[FSDP2] Added `reshard_after_forward` (#118017)
This PR adds the `reshard_after_forward: Union[bool, int]` arg and a `reshard()` method. The `reshard_after_forward` argument trades off communication and memory.
- `reshard_after_forward=True`: reshard parameters after forward; unshard (all-gather) in backward
- `reshard_after_forward=False`: no reshard of parameters after forward; no unshard (all-gather) in backward
- `reshard_after_forward: int`: reshard parameters to a smaller world size; unshard (all-gather) over small world size in backward
In comparison with DeepSpeed and existing FSDP:
- `reshard_after_forward=True` == `FULL_SHARD` == ZeRO-3
- `reshard_after_forward=False` == `SHARD_GRAD_OP` == ZeRO-2
- `reshard_after_forward=8` == ZeRO++
ZeRO-1 is `reshard_after_after_forward=False` without gradient reduction (implemented in a later PR). If we need gradient reduction on an iteration, then ZeRO-2 supersedes ZeRO-1.

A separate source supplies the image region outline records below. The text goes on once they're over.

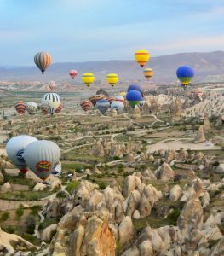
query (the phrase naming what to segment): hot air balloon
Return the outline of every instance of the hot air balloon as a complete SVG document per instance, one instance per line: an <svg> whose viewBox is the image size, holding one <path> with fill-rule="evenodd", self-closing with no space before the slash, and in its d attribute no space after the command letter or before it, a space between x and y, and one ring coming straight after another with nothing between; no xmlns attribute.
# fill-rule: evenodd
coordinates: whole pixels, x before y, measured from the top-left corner
<svg viewBox="0 0 224 256"><path fill-rule="evenodd" d="M54 82L54 81L49 81L49 89L53 91L53 90L54 90L54 88L56 86L56 84L55 84L55 82Z"/></svg>
<svg viewBox="0 0 224 256"><path fill-rule="evenodd" d="M37 141L26 147L24 159L39 178L46 180L60 161L60 149L53 142Z"/></svg>
<svg viewBox="0 0 224 256"><path fill-rule="evenodd" d="M82 79L87 86L89 86L94 83L95 76L91 73L85 73L83 74Z"/></svg>
<svg viewBox="0 0 224 256"><path fill-rule="evenodd" d="M189 66L181 66L176 70L176 76L182 83L182 86L186 88L194 76L194 71Z"/></svg>
<svg viewBox="0 0 224 256"><path fill-rule="evenodd" d="M34 62L43 74L51 64L51 55L47 52L38 52L34 56Z"/></svg>
<svg viewBox="0 0 224 256"><path fill-rule="evenodd" d="M77 74L78 74L78 72L74 69L70 70L70 72L69 72L69 75L71 76L71 78L72 79L74 79L74 78L77 76Z"/></svg>
<svg viewBox="0 0 224 256"><path fill-rule="evenodd" d="M135 54L135 61L142 67L144 67L150 58L150 53L146 49L137 50Z"/></svg>
<svg viewBox="0 0 224 256"><path fill-rule="evenodd" d="M62 104L60 103L59 106L58 106L58 108L57 108L56 110L55 110L55 113L61 113L62 107L63 107Z"/></svg>
<svg viewBox="0 0 224 256"><path fill-rule="evenodd" d="M20 115L22 115L25 113L26 103L25 102L18 102L14 105L14 108L20 113Z"/></svg>
<svg viewBox="0 0 224 256"><path fill-rule="evenodd" d="M123 96L120 96L120 95L118 95L115 96L115 99L116 101L118 101L118 102L122 102L123 103L125 102L125 99Z"/></svg>
<svg viewBox="0 0 224 256"><path fill-rule="evenodd" d="M93 95L91 96L89 100L91 102L91 103L93 104L93 106L95 106L96 103L96 96Z"/></svg>
<svg viewBox="0 0 224 256"><path fill-rule="evenodd" d="M26 111L29 114L36 113L37 110L37 104L35 102L26 102Z"/></svg>
<svg viewBox="0 0 224 256"><path fill-rule="evenodd" d="M130 84L128 88L128 91L129 91L129 90L138 90L138 91L141 92L141 87L137 84Z"/></svg>
<svg viewBox="0 0 224 256"><path fill-rule="evenodd" d="M53 114L60 103L60 98L59 95L54 92L46 93L42 97L41 104L49 112L49 113Z"/></svg>
<svg viewBox="0 0 224 256"><path fill-rule="evenodd" d="M110 104L112 104L113 102L116 101L116 98L115 97L108 97L106 100L107 100L110 102Z"/></svg>
<svg viewBox="0 0 224 256"><path fill-rule="evenodd" d="M106 78L107 78L107 82L112 86L114 86L119 80L119 78L117 75L117 73L109 73Z"/></svg>
<svg viewBox="0 0 224 256"><path fill-rule="evenodd" d="M154 73L152 68L147 67L143 71L143 74L144 74L145 78L146 79L146 80L149 81L150 79L153 76Z"/></svg>
<svg viewBox="0 0 224 256"><path fill-rule="evenodd" d="M124 104L122 102L116 101L111 104L112 109L116 109L118 113L122 113L124 108Z"/></svg>
<svg viewBox="0 0 224 256"><path fill-rule="evenodd" d="M141 93L139 90L129 90L127 93L126 99L134 108L142 100Z"/></svg>
<svg viewBox="0 0 224 256"><path fill-rule="evenodd" d="M43 114L49 113L49 111L48 111L48 109L47 109L45 107L41 106L41 107L40 107L40 109L41 109L41 111L42 111L42 113L43 113Z"/></svg>
<svg viewBox="0 0 224 256"><path fill-rule="evenodd" d="M99 100L96 102L95 104L95 107L102 114L105 114L105 113L108 110L110 106L111 106L110 102L106 100Z"/></svg>
<svg viewBox="0 0 224 256"><path fill-rule="evenodd" d="M106 96L103 94L97 94L95 96L95 100L96 100L96 102L98 102L100 100L106 100Z"/></svg>
<svg viewBox="0 0 224 256"><path fill-rule="evenodd" d="M24 160L24 150L27 145L37 141L35 137L27 135L20 135L12 137L6 144L6 152L13 162L23 173L28 171Z"/></svg>
<svg viewBox="0 0 224 256"><path fill-rule="evenodd" d="M88 110L89 110L91 108L91 107L93 106L91 102L89 100L83 101L80 105L81 105L81 108L84 110L84 112L87 112Z"/></svg>

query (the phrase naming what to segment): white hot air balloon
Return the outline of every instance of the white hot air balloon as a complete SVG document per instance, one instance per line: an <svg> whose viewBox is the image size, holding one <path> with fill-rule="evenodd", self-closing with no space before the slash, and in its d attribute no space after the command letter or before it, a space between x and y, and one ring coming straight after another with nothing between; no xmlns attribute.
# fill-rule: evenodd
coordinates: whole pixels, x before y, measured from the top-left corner
<svg viewBox="0 0 224 256"><path fill-rule="evenodd" d="M60 103L60 96L54 92L44 94L41 100L41 105L48 110L49 113L51 114L55 112Z"/></svg>
<svg viewBox="0 0 224 256"><path fill-rule="evenodd" d="M26 102L26 111L29 113L29 114L33 114L37 112L37 104L35 102Z"/></svg>
<svg viewBox="0 0 224 256"><path fill-rule="evenodd" d="M24 151L29 168L42 180L45 180L58 165L60 149L50 141L37 141L29 144Z"/></svg>
<svg viewBox="0 0 224 256"><path fill-rule="evenodd" d="M28 166L24 160L25 148L36 141L37 140L32 136L20 135L10 138L6 144L9 158L23 173L28 171Z"/></svg>

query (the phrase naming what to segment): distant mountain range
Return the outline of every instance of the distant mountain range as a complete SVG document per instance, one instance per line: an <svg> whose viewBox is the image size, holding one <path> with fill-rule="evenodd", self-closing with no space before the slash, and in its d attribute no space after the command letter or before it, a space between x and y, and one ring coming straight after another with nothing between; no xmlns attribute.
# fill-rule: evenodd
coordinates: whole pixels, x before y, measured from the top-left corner
<svg viewBox="0 0 224 256"><path fill-rule="evenodd" d="M146 65L154 70L152 82L175 82L176 68L181 65L190 65L195 70L195 82L224 81L224 52L209 53L180 53L158 57L152 57ZM70 69L76 69L78 75L74 83L81 83L81 76L84 72L94 73L96 81L106 81L108 73L117 73L120 80L124 83L144 81L143 69L135 61L108 61L89 62L53 63L44 75L35 67L2 67L0 80L7 81L43 81L55 80L62 82L72 81L68 75Z"/></svg>

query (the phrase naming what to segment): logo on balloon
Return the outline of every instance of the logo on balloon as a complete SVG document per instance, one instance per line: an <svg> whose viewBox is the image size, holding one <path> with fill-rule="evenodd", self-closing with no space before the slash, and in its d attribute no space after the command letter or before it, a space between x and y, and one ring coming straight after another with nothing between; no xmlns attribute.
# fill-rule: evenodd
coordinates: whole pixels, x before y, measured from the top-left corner
<svg viewBox="0 0 224 256"><path fill-rule="evenodd" d="M19 150L16 154L16 157L19 162L25 163L24 160L24 149Z"/></svg>
<svg viewBox="0 0 224 256"><path fill-rule="evenodd" d="M36 166L39 172L48 172L51 169L51 163L48 161L40 161Z"/></svg>

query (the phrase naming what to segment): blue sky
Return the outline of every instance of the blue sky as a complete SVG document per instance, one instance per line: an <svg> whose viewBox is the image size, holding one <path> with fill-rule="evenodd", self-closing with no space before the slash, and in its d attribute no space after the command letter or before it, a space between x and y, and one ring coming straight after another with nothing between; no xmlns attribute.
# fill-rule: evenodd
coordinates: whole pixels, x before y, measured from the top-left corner
<svg viewBox="0 0 224 256"><path fill-rule="evenodd" d="M0 65L224 50L223 0L0 0Z"/></svg>

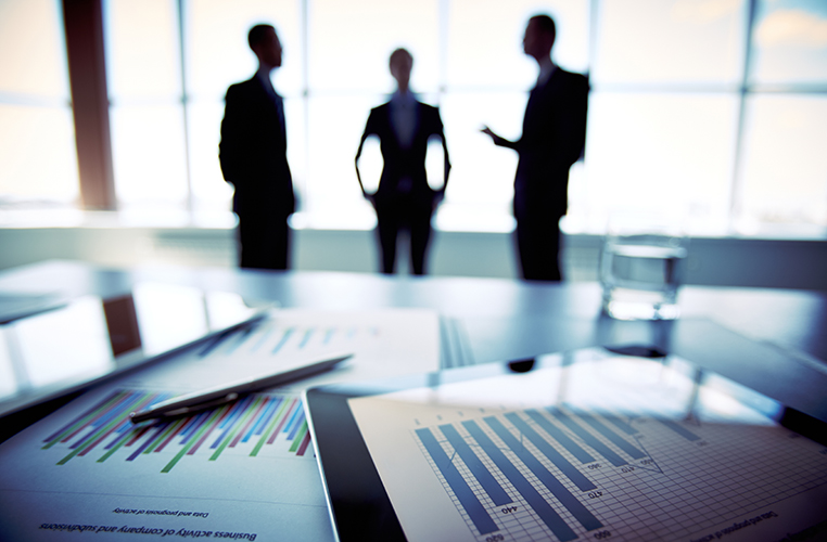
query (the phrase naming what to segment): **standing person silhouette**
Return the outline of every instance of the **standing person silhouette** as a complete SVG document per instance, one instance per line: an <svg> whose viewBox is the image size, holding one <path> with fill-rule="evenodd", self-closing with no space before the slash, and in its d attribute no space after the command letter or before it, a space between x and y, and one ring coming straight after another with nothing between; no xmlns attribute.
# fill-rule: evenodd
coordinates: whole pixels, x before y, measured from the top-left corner
<svg viewBox="0 0 827 542"><path fill-rule="evenodd" d="M514 176L513 212L517 247L525 280L560 281L560 219L568 208L569 169L586 142L588 79L555 65L551 48L557 30L548 15L529 20L523 38L525 54L539 67L529 95L523 133L509 141L488 127L495 145L519 154Z"/></svg>
<svg viewBox="0 0 827 542"><path fill-rule="evenodd" d="M440 109L419 102L410 91L413 57L405 49L391 54L391 75L397 89L391 101L371 109L365 133L356 152L356 179L361 193L377 211L377 231L382 251L382 272L396 267L396 237L400 230L410 233L410 263L413 274L425 273L425 255L431 237L431 216L448 185L448 147ZM359 157L365 140L376 136L384 165L374 194L368 194L359 175ZM428 184L425 154L428 141L438 138L445 154L445 184L434 191Z"/></svg>
<svg viewBox="0 0 827 542"><path fill-rule="evenodd" d="M270 72L281 66L281 42L270 25L251 28L247 41L258 70L227 90L218 155L224 179L236 189L240 267L288 269L288 217L295 210L295 195L284 103L270 81Z"/></svg>

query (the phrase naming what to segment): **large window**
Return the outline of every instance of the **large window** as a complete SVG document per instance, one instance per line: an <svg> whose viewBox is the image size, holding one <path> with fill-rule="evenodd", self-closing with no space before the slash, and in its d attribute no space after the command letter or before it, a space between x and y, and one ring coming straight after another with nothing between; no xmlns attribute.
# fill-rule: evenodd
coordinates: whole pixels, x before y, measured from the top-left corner
<svg viewBox="0 0 827 542"><path fill-rule="evenodd" d="M55 5L0 1L0 25L14 30L0 33L3 62L13 68L0 70L0 141L17 145L0 146L0 203L77 197ZM522 35L527 17L545 11L558 23L556 62L588 73L591 82L585 159L572 169L567 229L599 231L614 210L631 207L666 209L709 234L759 233L766 224L822 234L827 228L822 0L103 5L115 186L126 215L228 219L231 188L217 156L222 98L255 72L247 29L269 22L284 46L273 83L285 98L301 211L295 227L373 225L353 158L369 109L393 89L387 56L406 47L415 56L411 86L441 107L454 165L437 228L508 231L517 156L494 147L480 128L520 136L536 78ZM18 47L34 35L49 38ZM29 62L22 50L35 55L37 68L20 67ZM33 82L35 72L47 70L49 81L41 75ZM38 144L21 146L47 131ZM53 149L53 159L38 160L39 147ZM429 164L438 185L434 151ZM376 185L377 145L368 145L361 166L366 183Z"/></svg>
<svg viewBox="0 0 827 542"><path fill-rule="evenodd" d="M78 173L56 0L0 1L0 208L77 205Z"/></svg>

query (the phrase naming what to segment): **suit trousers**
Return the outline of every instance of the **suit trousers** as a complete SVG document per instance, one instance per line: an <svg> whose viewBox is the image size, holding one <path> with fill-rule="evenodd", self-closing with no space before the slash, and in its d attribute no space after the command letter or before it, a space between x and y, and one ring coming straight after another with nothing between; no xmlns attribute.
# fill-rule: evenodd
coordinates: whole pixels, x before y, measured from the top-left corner
<svg viewBox="0 0 827 542"><path fill-rule="evenodd" d="M290 227L288 216L273 212L239 214L240 267L288 269Z"/></svg>
<svg viewBox="0 0 827 542"><path fill-rule="evenodd" d="M396 270L396 240L399 231L410 233L410 267L413 274L425 274L425 256L431 240L433 198L419 195L394 195L378 199L377 233L382 251L382 272Z"/></svg>
<svg viewBox="0 0 827 542"><path fill-rule="evenodd" d="M517 217L517 248L526 281L561 281L560 218L557 214Z"/></svg>

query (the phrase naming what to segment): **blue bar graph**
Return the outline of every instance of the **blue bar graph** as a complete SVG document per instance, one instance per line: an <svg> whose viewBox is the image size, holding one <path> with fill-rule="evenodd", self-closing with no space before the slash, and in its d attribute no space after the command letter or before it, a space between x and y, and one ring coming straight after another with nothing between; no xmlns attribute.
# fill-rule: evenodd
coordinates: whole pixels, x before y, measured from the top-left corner
<svg viewBox="0 0 827 542"><path fill-rule="evenodd" d="M583 441L591 447L597 453L606 457L606 460L615 467L627 465L626 460L614 453L611 448L600 442L597 437L588 433L583 426L571 417L563 414L560 410L549 406L548 411L559 420L565 427L569 428L574 435L582 438Z"/></svg>
<svg viewBox="0 0 827 542"><path fill-rule="evenodd" d="M609 439L614 446L629 454L632 459L642 460L646 454L631 444L626 439L601 424L596 417L588 414L580 414L581 420L594 427L600 435Z"/></svg>
<svg viewBox="0 0 827 542"><path fill-rule="evenodd" d="M454 466L454 464L450 462L450 459L445 454L445 451L436 441L436 438L433 436L433 433L431 433L431 429L417 429L416 433L419 437L419 440L422 442L422 444L424 444L425 450L428 450L428 453L431 455L431 459L436 464L436 468L440 469L443 477L448 482L451 491L454 491L454 494L457 495L459 503L468 513L471 521L474 524L474 527L476 527L476 530L480 531L480 534L487 534L489 532L499 530L488 513L485 512L485 508L480 503L480 500L476 499L476 495L474 495L471 488L468 487L468 483L462 478L462 475L459 474L457 467Z"/></svg>
<svg viewBox="0 0 827 542"><path fill-rule="evenodd" d="M577 459L577 461L580 461L581 463L591 463L593 461L595 461L595 459L587 451L585 451L580 446L577 446L577 443L574 442L572 439L570 439L565 433L558 429L557 426L555 426L555 424L549 422L538 411L536 411L535 409L529 409L525 411L525 413L537 425L539 425L544 431L549 434L551 438L560 442L563 446L563 448L569 450L569 453L574 455Z"/></svg>
<svg viewBox="0 0 827 542"><path fill-rule="evenodd" d="M502 489L502 486L494 479L491 470L482 464L480 457L478 457L473 450L471 450L471 447L469 447L465 439L459 435L459 431L457 431L453 425L441 425L440 429L466 465L468 465L471 474L474 475L474 478L476 478L491 500L494 501L494 504L502 506L504 504L511 503L511 498L508 496L508 493Z"/></svg>
<svg viewBox="0 0 827 542"><path fill-rule="evenodd" d="M525 479L508 457L497 448L487 435L473 421L462 422L462 426L471 434L474 440L482 447L483 451L491 457L497 468L506 475L506 478L513 485L517 491L525 499L529 505L539 516L540 520L551 530L562 542L574 540L577 534L571 527L555 512L543 495L534 489L534 486ZM518 444L519 446L519 444Z"/></svg>
<svg viewBox="0 0 827 542"><path fill-rule="evenodd" d="M502 440L502 442L512 451L514 454L520 459L520 461L525 464L529 469L534 473L534 476L536 476L543 485L548 488L548 490L554 494L560 503L565 506L565 509L571 512L571 514L574 516L574 518L581 522L583 527L586 528L586 530L597 529L599 527L602 527L602 524L599 519L597 519L584 505L581 503L576 496L574 496L571 491L565 489L565 486L563 486L560 480L558 480L555 475L548 472L546 467L543 466L543 464L532 455L522 444L520 444L520 441L517 440L517 438L509 433L508 429L494 416L487 416L485 418L485 423L488 424L488 426L494 429L494 433L497 434L497 436ZM590 483L590 482L589 482ZM591 489L594 489L595 486L591 483Z"/></svg>
<svg viewBox="0 0 827 542"><path fill-rule="evenodd" d="M638 433L640 433L634 427L632 427L631 425L628 425L626 422L621 420L620 416L615 416L615 415L607 416L606 414L603 414L603 417L608 420L612 425L614 425L614 427L622 430L626 435L637 435Z"/></svg>
<svg viewBox="0 0 827 542"><path fill-rule="evenodd" d="M491 418L487 417L485 418L485 422L488 423L488 425L491 425L489 420ZM517 413L511 412L510 414L506 414L506 420L511 422L511 424L513 424L513 426L517 427L519 431L525 436L525 438L527 438L535 447L537 447L537 450L539 450L543 455L548 457L548 460L554 463L555 466L559 468L567 478L573 481L574 485L577 486L577 489L581 491L589 491L595 489L595 485L591 482L591 480L586 478L583 473L577 470L574 465L569 463L565 457L560 454L560 452L555 450L554 447L548 443L547 440L537 435L537 433L532 429L529 424L526 424L525 421L521 418ZM498 431L497 435L499 435Z"/></svg>
<svg viewBox="0 0 827 542"><path fill-rule="evenodd" d="M656 420L658 420L658 422L662 423L663 425L665 425L666 427L669 427L673 431L675 431L678 435L680 435L682 437L684 437L686 440L689 440L689 441L694 442L696 440L700 440L701 439L698 435L696 435L692 431L684 428L683 425L677 424L677 423L673 422L672 420L664 420L664 418L656 418Z"/></svg>

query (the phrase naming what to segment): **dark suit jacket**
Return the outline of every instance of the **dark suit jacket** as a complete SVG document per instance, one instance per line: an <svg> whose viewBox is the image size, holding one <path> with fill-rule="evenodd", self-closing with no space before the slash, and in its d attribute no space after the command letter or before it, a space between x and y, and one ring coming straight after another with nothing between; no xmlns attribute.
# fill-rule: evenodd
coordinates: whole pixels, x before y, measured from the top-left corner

We prefer a simple state transition between `SHARDED` / `SHARDED_POST_FORWARD` and `UNSHARDED`, where the state directly defines what tensors are registered to the module. In particular, we _do not_ have a state where the sharded parameters are registered but the unsharded parameters are still in GPU memory. This greatly simplifies our state transitions, but it means that parameters may be non-intuitively registered to the module (e.g. if only the root does not reshard after forward, then the root will be the only without sharded parameters registered). To address this, we introduce a simple `reshard()` method that can force-reshard the parameters. This makes sense to me because the typical case does not care about the registered parameters after forward (in fact, for existing FSDP with `use_orig_params=False`, the unsharded parameters are still registered and are dangling tensors without storage.)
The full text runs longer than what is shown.